Who was Yuan Shikai? - Part 2

While the Qing Dynasty suffered its decline, Yuan’s fate saw the opposite. He rose up to become of the most influential officials and court. However, with this rise, he collected enemies who strike against him in the most opportune time. From then on he faced a roller coaster ride of ups and downs that would lead him to one of the most prominent figures in a time of great turbulence in Chinese history.

Retirement and Revolution

In 1908, Yuan suffered a huge blow in his career. The Guangxu Emperor passed away and shortly afterward, so as his patron the Empress Dowager Cixi. The Dragon Throne fell to a mere infant boy Puyi who ascended as the Xuantong Emperor. The blow came as a regency council formed around the child emperor headed by his opponent Prince Chun. As expected by Yuan, he lost his position as Viceroy and Commander of the Beiyang army. He faced this dismissal with grace and chose to retire to his hometown in Henan for the next 3 years.

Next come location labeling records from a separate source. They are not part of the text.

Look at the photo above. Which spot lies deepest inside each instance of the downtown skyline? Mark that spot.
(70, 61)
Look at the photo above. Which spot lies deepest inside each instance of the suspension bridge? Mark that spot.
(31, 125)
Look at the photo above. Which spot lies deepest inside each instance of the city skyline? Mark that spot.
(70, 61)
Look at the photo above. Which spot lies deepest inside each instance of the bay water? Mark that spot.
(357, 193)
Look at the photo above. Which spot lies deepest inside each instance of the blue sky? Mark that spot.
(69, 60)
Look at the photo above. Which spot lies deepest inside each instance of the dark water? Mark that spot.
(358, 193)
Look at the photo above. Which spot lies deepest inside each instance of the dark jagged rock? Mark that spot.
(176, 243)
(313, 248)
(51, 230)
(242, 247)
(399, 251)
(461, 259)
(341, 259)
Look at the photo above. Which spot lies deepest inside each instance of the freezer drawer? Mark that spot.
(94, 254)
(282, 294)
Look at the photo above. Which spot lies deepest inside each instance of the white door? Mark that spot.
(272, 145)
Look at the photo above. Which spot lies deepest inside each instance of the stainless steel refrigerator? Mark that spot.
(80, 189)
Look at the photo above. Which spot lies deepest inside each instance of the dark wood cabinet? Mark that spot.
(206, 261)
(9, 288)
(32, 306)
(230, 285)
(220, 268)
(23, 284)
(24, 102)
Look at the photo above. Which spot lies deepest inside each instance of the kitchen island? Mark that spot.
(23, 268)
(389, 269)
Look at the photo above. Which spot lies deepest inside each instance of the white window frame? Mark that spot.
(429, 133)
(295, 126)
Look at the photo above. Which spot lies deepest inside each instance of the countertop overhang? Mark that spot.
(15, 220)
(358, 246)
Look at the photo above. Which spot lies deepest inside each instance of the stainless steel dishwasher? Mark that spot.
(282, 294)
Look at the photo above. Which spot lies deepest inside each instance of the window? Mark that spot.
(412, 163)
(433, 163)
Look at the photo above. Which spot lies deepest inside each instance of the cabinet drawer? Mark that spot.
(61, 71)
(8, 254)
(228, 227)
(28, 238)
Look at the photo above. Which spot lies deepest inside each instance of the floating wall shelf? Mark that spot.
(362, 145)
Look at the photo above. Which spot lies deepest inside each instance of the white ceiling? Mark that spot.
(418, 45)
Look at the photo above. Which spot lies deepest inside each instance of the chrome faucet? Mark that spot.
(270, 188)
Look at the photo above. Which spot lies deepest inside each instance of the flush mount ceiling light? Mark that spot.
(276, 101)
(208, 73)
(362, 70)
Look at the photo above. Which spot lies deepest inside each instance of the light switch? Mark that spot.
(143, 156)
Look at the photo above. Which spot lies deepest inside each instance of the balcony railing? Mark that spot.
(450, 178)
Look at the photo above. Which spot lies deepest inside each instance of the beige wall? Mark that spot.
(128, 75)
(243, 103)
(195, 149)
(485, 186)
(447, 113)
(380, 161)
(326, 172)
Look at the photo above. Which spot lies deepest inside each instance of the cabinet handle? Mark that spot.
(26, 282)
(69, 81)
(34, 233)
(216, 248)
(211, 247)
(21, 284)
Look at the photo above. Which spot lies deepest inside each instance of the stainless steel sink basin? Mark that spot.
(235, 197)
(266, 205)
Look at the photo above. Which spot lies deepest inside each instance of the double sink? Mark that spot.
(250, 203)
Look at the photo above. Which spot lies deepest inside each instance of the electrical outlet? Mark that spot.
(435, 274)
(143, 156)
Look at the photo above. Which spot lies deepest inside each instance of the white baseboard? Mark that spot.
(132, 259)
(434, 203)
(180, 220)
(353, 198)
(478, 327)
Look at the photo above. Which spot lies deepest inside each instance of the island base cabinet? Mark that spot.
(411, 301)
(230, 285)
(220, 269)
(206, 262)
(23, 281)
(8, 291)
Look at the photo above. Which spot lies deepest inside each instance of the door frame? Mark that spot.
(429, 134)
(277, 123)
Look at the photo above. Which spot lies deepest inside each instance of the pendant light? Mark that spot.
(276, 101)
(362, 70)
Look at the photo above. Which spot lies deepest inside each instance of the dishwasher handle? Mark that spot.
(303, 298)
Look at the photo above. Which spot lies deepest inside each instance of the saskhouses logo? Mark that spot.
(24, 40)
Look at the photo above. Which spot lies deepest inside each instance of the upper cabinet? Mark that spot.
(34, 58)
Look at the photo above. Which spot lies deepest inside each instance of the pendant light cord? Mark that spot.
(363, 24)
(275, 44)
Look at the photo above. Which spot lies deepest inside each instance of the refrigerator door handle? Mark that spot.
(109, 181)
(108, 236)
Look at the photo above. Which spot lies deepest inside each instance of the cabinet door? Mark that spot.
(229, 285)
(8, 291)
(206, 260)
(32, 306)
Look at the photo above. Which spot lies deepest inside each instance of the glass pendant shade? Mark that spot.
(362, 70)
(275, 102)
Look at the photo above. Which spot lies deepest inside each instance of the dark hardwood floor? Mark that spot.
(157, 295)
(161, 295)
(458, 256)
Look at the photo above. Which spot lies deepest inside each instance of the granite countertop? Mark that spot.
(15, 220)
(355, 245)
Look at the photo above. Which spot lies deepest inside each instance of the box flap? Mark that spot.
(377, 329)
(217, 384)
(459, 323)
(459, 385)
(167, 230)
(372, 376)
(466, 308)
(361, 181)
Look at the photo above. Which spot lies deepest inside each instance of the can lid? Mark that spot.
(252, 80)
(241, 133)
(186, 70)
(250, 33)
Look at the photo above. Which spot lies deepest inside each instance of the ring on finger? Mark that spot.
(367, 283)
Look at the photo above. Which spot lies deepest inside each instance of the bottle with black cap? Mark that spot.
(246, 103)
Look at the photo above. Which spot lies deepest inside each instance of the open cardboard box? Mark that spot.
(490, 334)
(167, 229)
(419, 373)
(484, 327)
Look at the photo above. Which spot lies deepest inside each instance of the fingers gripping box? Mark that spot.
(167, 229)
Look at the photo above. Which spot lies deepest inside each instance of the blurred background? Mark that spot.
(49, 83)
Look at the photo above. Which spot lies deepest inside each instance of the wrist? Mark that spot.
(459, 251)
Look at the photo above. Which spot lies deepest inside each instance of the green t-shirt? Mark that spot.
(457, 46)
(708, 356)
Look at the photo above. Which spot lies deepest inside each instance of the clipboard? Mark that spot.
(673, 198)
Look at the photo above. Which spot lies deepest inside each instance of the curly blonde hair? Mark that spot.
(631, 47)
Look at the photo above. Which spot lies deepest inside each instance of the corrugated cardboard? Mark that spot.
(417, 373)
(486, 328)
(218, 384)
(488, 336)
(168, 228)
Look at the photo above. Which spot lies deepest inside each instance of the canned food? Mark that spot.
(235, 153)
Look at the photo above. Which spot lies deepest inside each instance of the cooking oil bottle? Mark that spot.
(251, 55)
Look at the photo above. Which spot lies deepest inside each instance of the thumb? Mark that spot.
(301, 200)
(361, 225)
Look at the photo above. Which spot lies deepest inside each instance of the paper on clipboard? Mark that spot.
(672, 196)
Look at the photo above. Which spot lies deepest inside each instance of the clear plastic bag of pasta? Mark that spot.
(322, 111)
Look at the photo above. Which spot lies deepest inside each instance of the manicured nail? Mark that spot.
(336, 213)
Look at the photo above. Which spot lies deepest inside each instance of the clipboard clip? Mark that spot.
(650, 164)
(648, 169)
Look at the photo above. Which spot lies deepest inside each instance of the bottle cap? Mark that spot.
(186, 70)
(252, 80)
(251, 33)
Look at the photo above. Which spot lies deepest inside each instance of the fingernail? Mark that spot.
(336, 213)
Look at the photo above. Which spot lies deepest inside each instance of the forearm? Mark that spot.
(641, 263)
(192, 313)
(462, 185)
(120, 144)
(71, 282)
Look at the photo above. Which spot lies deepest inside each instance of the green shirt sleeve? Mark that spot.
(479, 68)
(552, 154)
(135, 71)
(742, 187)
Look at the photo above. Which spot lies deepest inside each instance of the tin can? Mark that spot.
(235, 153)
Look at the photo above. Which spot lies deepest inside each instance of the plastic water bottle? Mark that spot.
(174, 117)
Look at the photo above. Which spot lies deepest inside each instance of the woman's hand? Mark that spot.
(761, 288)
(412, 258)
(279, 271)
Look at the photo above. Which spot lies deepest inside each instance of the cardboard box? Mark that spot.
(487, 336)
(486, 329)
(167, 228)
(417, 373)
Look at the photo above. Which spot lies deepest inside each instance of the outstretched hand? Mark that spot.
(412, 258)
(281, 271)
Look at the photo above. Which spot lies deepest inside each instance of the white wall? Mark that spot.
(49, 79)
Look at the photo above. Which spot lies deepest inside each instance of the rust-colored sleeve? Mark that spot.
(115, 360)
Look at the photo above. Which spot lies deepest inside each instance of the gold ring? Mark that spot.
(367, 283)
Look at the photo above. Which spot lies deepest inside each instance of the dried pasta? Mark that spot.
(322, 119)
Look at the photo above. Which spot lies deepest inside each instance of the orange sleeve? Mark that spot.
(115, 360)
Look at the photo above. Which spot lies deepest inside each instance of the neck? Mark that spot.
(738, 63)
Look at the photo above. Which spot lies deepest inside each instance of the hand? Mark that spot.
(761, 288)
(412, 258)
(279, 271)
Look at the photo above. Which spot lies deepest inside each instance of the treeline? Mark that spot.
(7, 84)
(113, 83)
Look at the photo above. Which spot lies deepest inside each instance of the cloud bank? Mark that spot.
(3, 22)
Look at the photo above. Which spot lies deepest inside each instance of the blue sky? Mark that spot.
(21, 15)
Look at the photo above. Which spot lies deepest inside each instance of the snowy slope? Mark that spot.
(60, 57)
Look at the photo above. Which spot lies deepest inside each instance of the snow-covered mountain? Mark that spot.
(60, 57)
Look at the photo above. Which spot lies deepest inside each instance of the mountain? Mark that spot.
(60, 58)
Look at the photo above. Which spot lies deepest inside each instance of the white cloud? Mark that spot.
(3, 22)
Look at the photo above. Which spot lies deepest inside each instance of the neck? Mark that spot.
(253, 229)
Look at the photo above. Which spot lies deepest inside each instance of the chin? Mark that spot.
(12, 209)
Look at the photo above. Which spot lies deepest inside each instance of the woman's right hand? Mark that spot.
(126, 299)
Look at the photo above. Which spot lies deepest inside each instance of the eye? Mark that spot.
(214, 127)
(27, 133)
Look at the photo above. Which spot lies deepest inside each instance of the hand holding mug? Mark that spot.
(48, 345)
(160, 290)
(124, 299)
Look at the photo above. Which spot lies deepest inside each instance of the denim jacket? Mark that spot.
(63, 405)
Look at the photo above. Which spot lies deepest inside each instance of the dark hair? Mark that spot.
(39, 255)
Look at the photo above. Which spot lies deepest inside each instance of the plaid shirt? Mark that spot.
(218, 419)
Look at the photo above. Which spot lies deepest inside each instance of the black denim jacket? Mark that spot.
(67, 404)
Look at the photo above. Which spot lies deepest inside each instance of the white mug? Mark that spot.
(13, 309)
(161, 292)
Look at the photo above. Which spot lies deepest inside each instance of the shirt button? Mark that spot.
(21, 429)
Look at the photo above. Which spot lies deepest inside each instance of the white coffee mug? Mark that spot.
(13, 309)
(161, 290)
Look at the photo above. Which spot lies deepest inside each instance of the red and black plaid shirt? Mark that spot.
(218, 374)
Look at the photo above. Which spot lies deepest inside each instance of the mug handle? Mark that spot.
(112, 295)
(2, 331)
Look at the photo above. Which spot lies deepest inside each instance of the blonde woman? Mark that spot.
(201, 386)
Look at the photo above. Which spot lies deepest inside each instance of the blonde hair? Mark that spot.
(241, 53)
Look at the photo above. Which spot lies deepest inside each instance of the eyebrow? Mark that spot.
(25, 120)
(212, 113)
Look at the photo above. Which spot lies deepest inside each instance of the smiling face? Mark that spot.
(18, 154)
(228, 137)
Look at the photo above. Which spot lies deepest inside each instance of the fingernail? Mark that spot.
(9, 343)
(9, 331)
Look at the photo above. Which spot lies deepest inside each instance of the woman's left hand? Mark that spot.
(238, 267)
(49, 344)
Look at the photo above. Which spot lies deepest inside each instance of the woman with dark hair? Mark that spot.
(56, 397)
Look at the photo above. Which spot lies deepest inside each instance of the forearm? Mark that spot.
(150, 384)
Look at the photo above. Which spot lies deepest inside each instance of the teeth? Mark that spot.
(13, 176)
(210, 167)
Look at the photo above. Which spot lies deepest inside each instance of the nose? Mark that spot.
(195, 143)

Yuan’s career seemed to hit rock bottom, but events in 1911 allowed him to bounce back and even surpass his previous achievements. On October 1911, an accidental blast in Hankow uncovered a plot by revolutionaries within the New Army aiming to overthrow the Qing Dynasty. The accident sparked panic from the revolutionaries within the stationed New Army unit in Wuchang who decided to start an uprising. The uprising grew to other provinces and turned into the Xinhai Revolution.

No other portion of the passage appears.